One Trump supporter, Senator Lindsey Graham of South Carolina, told the “Fox News Sunday” show, “I'm in the 43% [who disapprove of him] — he's been a disaster on foreign policy. The border is in chaos, the Iranians are off the mat, he's opening up negotiations with the Iranian regime and they haven't done a damn thing to change. Afghanistan is going to fall apart. Russia and China are already pushing him around."
"So, I'm very worried," Graham said. "I think he's been a very destabilizing president. And economically, he's throwing a wet blanket over the recovery, wanting to raise taxes in a large amount and regulate America basically out of business. So I'm not very impressed with the first 100 days. This is not what I thought I would get."
Biden’s overall favorability rating was essentially the reverse of Trump’s at the same point in their presidencies, with Trump having a 53%-42% disapproval rating three months into his presidency in 2017. But Biden’s approval standing was lower than that for President Barack Obama at the outset of his eight-year presidency in 2009.
Biden is reviewing his first three months in office in a Wednesday night address to a joint session of Congress, although with the necessity of social distancing because of the pandemic, many lawmakers are not expected to attend, and few other officials will be there. In all, about 200 people are expected, compared to the normal 1,600 who have witnessed past presidential speeches in the House of Representatives’ chamber.
In his next effort on a major legislative effort, Biden is attempting to win approval for a more than $2 trillion infrastructure deal.
But many Republican lawmakers are balking at the inclusion of such items as funding for home health care that go beyond the normal infrastructure spending for road and bridge repairs and opposing paying for the program with higher taxes on businesses and wealthy individuals.

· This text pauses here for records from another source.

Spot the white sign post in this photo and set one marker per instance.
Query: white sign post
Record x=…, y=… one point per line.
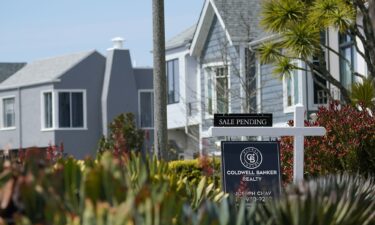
x=299, y=131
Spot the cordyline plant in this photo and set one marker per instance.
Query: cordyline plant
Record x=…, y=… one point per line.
x=349, y=144
x=298, y=26
x=124, y=136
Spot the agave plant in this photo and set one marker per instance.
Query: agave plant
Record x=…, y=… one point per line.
x=364, y=93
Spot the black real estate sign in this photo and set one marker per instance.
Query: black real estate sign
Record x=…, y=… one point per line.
x=251, y=170
x=243, y=120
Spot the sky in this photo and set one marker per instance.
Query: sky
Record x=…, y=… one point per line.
x=37, y=29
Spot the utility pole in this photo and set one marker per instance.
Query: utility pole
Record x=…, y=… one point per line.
x=160, y=87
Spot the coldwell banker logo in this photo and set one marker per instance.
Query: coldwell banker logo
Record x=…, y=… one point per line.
x=251, y=158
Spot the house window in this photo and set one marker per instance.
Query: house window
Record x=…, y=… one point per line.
x=320, y=94
x=47, y=107
x=319, y=83
x=146, y=108
x=291, y=91
x=218, y=90
x=9, y=115
x=71, y=109
x=173, y=81
x=347, y=63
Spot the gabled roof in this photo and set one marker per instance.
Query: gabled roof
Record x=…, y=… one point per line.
x=182, y=39
x=8, y=69
x=238, y=18
x=44, y=71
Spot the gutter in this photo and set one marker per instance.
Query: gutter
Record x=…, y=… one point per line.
x=28, y=85
x=271, y=37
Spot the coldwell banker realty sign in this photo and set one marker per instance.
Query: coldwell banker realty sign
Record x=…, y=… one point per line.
x=251, y=170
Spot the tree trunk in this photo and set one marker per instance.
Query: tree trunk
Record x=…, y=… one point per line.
x=371, y=9
x=160, y=92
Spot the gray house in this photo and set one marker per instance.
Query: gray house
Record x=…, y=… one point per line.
x=71, y=99
x=218, y=72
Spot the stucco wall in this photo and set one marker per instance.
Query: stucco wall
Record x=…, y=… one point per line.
x=86, y=75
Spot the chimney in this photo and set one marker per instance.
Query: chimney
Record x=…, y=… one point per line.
x=117, y=43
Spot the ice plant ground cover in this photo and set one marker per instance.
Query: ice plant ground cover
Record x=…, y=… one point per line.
x=138, y=190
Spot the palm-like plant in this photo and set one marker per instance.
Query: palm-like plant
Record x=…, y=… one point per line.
x=298, y=24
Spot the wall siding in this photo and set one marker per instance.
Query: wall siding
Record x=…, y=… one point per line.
x=86, y=75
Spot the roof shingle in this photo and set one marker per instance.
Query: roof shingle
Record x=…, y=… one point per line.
x=41, y=71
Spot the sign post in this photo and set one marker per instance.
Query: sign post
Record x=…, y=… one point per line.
x=299, y=131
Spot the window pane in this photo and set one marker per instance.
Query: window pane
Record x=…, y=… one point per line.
x=176, y=80
x=347, y=51
x=289, y=91
x=170, y=82
x=64, y=109
x=345, y=66
x=146, y=105
x=222, y=90
x=209, y=94
x=47, y=110
x=9, y=112
x=77, y=109
x=320, y=95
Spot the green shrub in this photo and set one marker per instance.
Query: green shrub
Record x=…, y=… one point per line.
x=348, y=146
x=124, y=136
x=145, y=191
x=194, y=169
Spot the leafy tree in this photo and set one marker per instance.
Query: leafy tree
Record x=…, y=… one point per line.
x=298, y=25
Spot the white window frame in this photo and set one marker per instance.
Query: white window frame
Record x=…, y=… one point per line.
x=139, y=106
x=55, y=109
x=42, y=110
x=174, y=81
x=298, y=73
x=210, y=72
x=2, y=112
x=310, y=83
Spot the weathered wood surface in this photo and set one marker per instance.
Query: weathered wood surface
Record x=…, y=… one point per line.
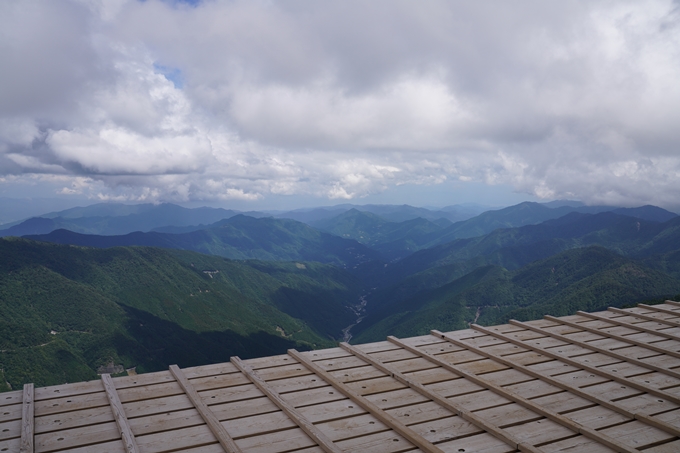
x=27, y=420
x=590, y=382
x=129, y=442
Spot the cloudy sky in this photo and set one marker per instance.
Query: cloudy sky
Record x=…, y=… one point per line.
x=267, y=103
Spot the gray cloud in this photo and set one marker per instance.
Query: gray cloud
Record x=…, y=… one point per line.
x=242, y=100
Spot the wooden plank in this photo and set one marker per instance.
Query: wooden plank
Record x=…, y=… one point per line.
x=307, y=426
x=208, y=416
x=126, y=435
x=538, y=375
x=381, y=415
x=644, y=316
x=659, y=309
x=27, y=420
x=621, y=338
x=512, y=396
x=629, y=325
x=640, y=416
x=592, y=347
x=457, y=409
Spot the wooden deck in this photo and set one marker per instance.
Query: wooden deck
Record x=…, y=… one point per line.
x=593, y=382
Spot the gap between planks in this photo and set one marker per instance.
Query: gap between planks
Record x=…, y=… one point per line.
x=564, y=386
x=371, y=408
x=308, y=427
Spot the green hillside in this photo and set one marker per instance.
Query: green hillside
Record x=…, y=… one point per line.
x=239, y=237
x=392, y=239
x=590, y=279
x=69, y=310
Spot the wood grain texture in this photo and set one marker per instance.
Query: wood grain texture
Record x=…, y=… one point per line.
x=129, y=442
x=218, y=430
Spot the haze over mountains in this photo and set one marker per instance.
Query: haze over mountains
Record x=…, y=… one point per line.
x=143, y=286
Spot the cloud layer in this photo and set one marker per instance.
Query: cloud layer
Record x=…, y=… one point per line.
x=240, y=100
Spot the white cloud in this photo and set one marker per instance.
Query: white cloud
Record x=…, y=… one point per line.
x=240, y=100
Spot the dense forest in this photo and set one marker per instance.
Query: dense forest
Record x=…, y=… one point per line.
x=198, y=287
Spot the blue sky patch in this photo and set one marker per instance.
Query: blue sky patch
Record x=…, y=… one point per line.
x=172, y=74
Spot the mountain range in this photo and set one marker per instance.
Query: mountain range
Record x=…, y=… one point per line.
x=197, y=286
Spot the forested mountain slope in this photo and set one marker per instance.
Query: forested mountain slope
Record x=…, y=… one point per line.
x=590, y=278
x=240, y=237
x=68, y=310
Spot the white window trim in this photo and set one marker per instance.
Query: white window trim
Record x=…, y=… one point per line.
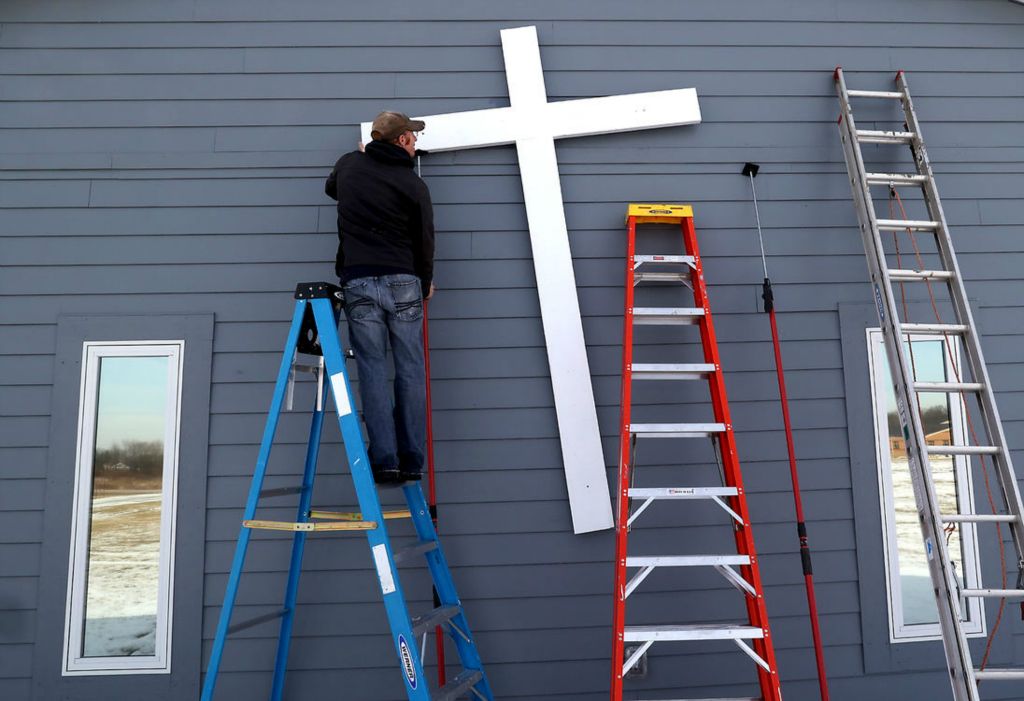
x=160, y=663
x=899, y=631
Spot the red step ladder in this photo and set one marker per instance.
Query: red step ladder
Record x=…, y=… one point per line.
x=739, y=569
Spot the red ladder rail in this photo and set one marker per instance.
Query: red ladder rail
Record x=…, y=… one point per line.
x=756, y=611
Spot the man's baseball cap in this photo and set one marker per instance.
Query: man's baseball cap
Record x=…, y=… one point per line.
x=390, y=125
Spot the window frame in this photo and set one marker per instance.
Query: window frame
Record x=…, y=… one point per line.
x=899, y=631
x=93, y=352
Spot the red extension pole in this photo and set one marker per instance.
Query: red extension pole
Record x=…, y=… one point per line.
x=751, y=170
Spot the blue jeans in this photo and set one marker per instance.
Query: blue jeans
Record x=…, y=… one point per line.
x=381, y=309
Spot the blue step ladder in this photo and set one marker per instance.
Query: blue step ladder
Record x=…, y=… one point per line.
x=314, y=333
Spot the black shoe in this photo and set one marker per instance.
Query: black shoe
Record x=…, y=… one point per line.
x=387, y=476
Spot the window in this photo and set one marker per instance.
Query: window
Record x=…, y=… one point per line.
x=911, y=602
x=119, y=599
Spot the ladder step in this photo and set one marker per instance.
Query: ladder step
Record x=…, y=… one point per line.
x=919, y=275
x=993, y=594
x=679, y=260
x=680, y=492
x=887, y=94
x=667, y=315
x=433, y=618
x=903, y=224
x=280, y=491
x=693, y=370
x=699, y=631
x=687, y=560
x=676, y=430
x=963, y=450
x=730, y=698
x=465, y=681
x=356, y=516
x=257, y=524
x=639, y=277
x=998, y=674
x=933, y=329
x=896, y=179
x=978, y=518
x=413, y=551
x=869, y=136
x=948, y=386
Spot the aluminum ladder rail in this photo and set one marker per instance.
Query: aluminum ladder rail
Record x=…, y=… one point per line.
x=314, y=333
x=740, y=569
x=964, y=675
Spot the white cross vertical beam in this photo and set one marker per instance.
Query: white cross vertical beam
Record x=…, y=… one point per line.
x=532, y=124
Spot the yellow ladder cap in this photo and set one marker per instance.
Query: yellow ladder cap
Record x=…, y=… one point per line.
x=658, y=214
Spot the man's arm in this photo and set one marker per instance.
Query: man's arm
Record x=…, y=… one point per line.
x=331, y=186
x=425, y=236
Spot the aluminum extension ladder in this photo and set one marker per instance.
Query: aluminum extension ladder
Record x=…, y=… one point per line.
x=314, y=335
x=949, y=595
x=683, y=270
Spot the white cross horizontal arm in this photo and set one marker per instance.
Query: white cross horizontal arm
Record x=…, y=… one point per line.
x=623, y=113
x=503, y=126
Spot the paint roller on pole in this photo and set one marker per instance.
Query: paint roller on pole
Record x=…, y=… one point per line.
x=751, y=171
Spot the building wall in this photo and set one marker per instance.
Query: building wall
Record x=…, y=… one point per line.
x=167, y=158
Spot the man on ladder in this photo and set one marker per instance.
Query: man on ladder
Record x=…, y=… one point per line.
x=385, y=263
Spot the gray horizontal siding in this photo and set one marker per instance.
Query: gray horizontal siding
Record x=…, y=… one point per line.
x=168, y=157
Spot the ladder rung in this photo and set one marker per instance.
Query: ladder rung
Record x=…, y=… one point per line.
x=722, y=698
x=411, y=552
x=699, y=631
x=680, y=492
x=676, y=430
x=978, y=518
x=280, y=491
x=948, y=386
x=888, y=94
x=258, y=524
x=903, y=224
x=356, y=516
x=998, y=674
x=686, y=560
x=679, y=260
x=993, y=594
x=639, y=277
x=933, y=329
x=667, y=315
x=963, y=450
x=895, y=179
x=870, y=136
x=897, y=275
x=433, y=618
x=693, y=370
x=256, y=620
x=465, y=681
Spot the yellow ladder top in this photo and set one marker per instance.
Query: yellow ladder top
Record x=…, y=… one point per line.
x=658, y=214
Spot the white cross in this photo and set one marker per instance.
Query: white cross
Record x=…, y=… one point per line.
x=532, y=124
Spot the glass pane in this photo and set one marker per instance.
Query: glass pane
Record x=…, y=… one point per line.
x=930, y=363
x=123, y=570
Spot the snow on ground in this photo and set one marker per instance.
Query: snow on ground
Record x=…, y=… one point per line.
x=124, y=569
x=915, y=582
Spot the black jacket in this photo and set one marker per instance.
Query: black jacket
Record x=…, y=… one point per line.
x=385, y=219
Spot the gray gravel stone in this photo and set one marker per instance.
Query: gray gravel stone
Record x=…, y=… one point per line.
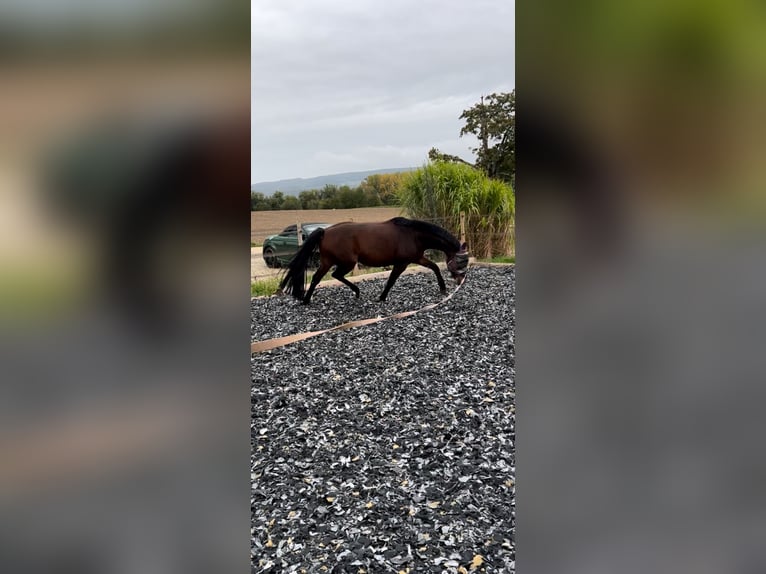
x=389, y=446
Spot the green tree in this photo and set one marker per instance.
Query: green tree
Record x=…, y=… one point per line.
x=291, y=202
x=381, y=188
x=309, y=199
x=493, y=122
x=259, y=202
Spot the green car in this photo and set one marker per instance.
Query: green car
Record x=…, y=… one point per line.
x=279, y=249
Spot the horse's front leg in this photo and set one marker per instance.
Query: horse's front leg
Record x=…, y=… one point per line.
x=435, y=268
x=393, y=276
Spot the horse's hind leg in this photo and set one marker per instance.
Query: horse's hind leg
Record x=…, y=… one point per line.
x=435, y=268
x=339, y=274
x=321, y=272
x=395, y=272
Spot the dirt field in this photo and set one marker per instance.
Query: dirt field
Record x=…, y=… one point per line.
x=265, y=223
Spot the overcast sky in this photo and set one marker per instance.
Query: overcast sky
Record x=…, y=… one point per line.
x=350, y=85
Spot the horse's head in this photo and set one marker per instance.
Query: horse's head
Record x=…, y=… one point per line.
x=458, y=264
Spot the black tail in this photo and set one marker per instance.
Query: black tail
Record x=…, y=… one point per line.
x=294, y=281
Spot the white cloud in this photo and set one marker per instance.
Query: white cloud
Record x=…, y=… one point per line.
x=343, y=85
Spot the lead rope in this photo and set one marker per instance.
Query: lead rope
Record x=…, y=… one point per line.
x=268, y=344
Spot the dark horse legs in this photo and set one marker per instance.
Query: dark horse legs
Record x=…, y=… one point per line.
x=339, y=273
x=395, y=272
x=321, y=272
x=435, y=268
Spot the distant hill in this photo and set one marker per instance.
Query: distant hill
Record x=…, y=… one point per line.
x=296, y=185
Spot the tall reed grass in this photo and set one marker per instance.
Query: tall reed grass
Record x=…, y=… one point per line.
x=440, y=191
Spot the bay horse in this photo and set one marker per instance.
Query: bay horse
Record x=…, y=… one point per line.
x=397, y=242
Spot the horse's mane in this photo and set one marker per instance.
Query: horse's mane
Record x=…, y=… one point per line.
x=428, y=228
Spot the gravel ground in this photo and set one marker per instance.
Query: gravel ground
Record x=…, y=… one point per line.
x=283, y=315
x=389, y=447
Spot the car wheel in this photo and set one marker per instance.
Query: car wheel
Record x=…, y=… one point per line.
x=270, y=258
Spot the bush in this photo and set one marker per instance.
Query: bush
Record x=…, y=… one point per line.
x=440, y=191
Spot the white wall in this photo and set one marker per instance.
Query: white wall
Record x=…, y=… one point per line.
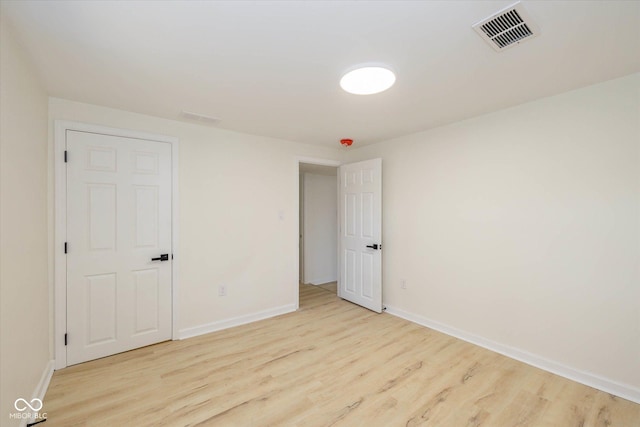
x=320, y=228
x=24, y=287
x=232, y=189
x=521, y=228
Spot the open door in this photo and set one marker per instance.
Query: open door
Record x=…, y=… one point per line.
x=360, y=259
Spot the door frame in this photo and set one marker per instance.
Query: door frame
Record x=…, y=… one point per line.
x=60, y=225
x=311, y=161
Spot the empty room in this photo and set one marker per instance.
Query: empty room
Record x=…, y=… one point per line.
x=320, y=213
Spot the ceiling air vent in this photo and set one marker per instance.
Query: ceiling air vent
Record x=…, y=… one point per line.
x=201, y=118
x=507, y=28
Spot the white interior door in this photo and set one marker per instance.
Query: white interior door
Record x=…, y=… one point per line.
x=118, y=219
x=360, y=279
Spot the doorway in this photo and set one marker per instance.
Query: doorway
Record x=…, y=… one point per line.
x=318, y=226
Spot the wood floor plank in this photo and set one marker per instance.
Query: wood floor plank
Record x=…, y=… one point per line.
x=331, y=363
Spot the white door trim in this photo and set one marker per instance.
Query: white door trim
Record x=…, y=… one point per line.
x=60, y=225
x=296, y=180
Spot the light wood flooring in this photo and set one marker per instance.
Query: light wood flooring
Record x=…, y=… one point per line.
x=331, y=363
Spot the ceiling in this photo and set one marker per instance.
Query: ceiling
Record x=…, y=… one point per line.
x=272, y=68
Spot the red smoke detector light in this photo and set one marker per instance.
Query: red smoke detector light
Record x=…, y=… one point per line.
x=346, y=142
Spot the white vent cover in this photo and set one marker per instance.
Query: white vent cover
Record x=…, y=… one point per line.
x=507, y=27
x=201, y=117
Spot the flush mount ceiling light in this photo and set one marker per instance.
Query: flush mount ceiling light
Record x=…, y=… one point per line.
x=368, y=80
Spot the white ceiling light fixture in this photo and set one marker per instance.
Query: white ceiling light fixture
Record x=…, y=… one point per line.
x=368, y=80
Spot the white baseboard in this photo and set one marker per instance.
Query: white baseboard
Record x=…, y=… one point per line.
x=321, y=281
x=41, y=390
x=235, y=321
x=622, y=390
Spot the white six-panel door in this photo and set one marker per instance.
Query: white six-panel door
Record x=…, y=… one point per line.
x=118, y=219
x=360, y=279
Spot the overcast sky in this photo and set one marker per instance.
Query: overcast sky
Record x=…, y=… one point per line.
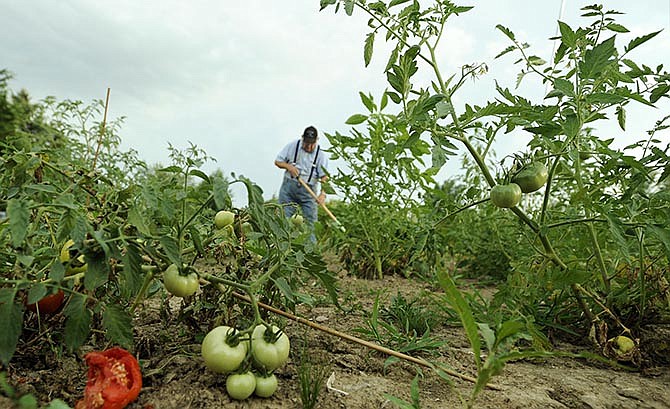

Biden, a Democrat, has expressed a willingness for compromise with Republican lawmakers but the two sides remain far apart.
College Voters Overwhelmingly Approve of Biden's Job in Office
U.S. President Joe Biden's approval rating among college voters is 63%, according to a new Harvard Youth Poll, the highest for that demographic in the poll's 21-year history.
The poll said other high approval ratings by college voters came in 2003 for then-President George W. Bush, who received 61% approval, and in 2016 for then-President Barack Obama, with 57% approval.
Overall, the Harvard Youth Poll, released Friday, found that 59% of young adults ages 18 to 29 approved of Biden's job performance.
His highest marks came from his handling of the coronavirus (65% approval), climate change (58% approval), education (58% approval) and race relations (57% approval).
Biden's popularity among young voters is a sharp contrast from this time last year, when only 34% of young adults viewed Biden favorably, according to the Spring 2020 Harvard Youth Poll.
Friday's poll also found that young Americans were more hopeful about the future of the country than they had been in the fall of 2017, during President Donald Trump's first year in office. At that time, only 31% of young Americans were hopeful about country's future, while now 56% have hope.
The jump was most pronounced in young Blacks and Hispanics. Only 18% of young Blacks and 29% of young Hispanics had called themselves hopeful in 2017, while in the latest poll, 72% of Black youths and 69% of Hispanic youths said they were hopeful about America.
The poll also found that politics could be personally divisive for youth, with nearly one-third (31%) of young Americans saying that politics had gotten in the way of a friendship.